The opportunity to interview Beth and Tim highlighted several insights:

  • These evidence-based FABMs are trusted by people from all walks of life, including many physicians. 
  • Charting enables a woman to be proactive regarding not just her fertility but also her overall pursuit of health.
  • Compelling evidence supports the positive impact of fertility awareness on relationships. 

* Names have been changed for privacy. Quotes were used with permission. 


[1]  Combined Hormonal Birth Control: Pill, Patch, and Ring | ACOG.” Home | ACOG, https://www.acog.org/womens-health/faqs/combined-hormonal-birth-control-pill-patch-ring. Accessed 25 Oct. 2021.

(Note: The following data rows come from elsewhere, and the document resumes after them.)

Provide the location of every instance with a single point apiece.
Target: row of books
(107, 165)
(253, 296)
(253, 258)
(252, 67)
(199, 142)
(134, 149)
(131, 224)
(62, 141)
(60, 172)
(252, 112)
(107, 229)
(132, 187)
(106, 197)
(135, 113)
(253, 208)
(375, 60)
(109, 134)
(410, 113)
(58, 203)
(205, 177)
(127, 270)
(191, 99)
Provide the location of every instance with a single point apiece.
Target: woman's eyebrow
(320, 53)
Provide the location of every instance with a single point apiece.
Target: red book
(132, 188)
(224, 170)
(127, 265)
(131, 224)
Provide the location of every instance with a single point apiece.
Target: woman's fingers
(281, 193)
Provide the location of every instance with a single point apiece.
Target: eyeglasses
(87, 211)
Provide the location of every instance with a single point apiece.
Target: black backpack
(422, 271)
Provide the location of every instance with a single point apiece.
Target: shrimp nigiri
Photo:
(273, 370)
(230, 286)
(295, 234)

[2]  van Vlijmen EF, Veeger NJ, Middeldorp S, Hamulyák K, Prins MH, Büller HR, Meijer K. Thrombotic risk during oral contraceptive use and pregnancy in women with factor V Leiden or prothrombin mutation: a rational approach to contraception. Blood. 2011 Aug 25;118(8):2055-61; quiz 2375. doi: 10.1182/blood-2011-03-345678. Epub 2011 Jun 9. PMID: 21659542.

[3]  Keenan L, Kerr T, Duane M, Van Gundy K. Systematic Review of Hormonal Contraception and Risk of Venous Thrombosis. Linacre Q. 2018;85(4):470-477. doi:10.1177/0024363918816683.

[4]  Unseld M, Rötzer E, Weigl R, Masel EK, Manhart MD. Use of Natural Family Planning (NFP) and Its Effect on Couple Relationships and Sexual Satisfaction: A Multi-Country Survey of NFP Users from US and Europe. Frontiers in Public Health. Published online March 13, 2017. doi:10.3389/fpubh.2017.00042.

[5]  Rhomberg W, Rhomberg M, Weissenbach H. Natural Family Planning as a Family Binding Tool: A Survey Report. Catholic Social Science Review. Published online 2013:63-70. doi:10.5840/cssr2013186.


Joseph Rall

Joseph Rall is a fourth-year medical student at Ohio University Heritage College of Osteopathic Medicine. During medical school, he participated in the FACTS Ambassador program and enrolled in the FACTS elective. He looks forward to pursuing FEMM training in the future and is applying to family medicine residency programs.